CAPACCIO PAESTUM. Ha destato scalpore la notizia relativa dell’inchiesta della Procura di Salerno, diretta dal Procuratore capo Giuseppe Borrelli e dall’aggiunto Luigi Cannavale che ha portato all’arresto dell’imprenditori Roberto D’Angelo.
Quest’ultimo, stando alle accuse, avrebbe promesso cinquantamila euro per far cadere l’amministrazione di Capaccio Paestum, capeggiata dal sindaco Franco Palumbo, predecessore di Franco Alfieri. Altri 150mila sarebbero stati versati appena il piano diventava realtà.
Soldi per far cadere l’amministrazione di Franco Palumbo: i fatti
La promessa sarebbe stata fatta ad un consigliere comunale amico per indurlo a diventare «capopopolo» e convincere altri a contrastare l’azione politica del primo cittadino. Non solo. L’imprenditore avrebbe tentato un vero e proprio adescamento di consigliere comunali, promettendo loro il 10 per cento di un appalto, per diventare «dissidenti». Tutto sarebbe stato «concertato» durante una cena in un ristorante di Giungano nel 2017.

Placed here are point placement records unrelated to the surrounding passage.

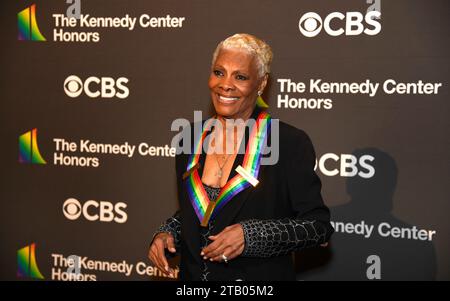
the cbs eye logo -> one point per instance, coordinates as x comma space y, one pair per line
95, 211
349, 24
94, 87
72, 209
310, 24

Tutto questo perché Franco Palumbo non si era prestato all’aggiudicazione di una gara da oltre sei milioni all’impresa di Roberto D’Angelo.
Quest’ultimo, accusato di istigazione alla corruzione e turbata libertà degli incanti è finito agli arresti domiciliari. In realtà gli indagati dell’inchiesta che ha portato alla luce una serie di atti corruttivi e di appalti truccati sono complessivamente otto ma il giudice per le indagini preliminari ha rigettato tutte le richieste di arresto, eccetto quella per D’Angelo.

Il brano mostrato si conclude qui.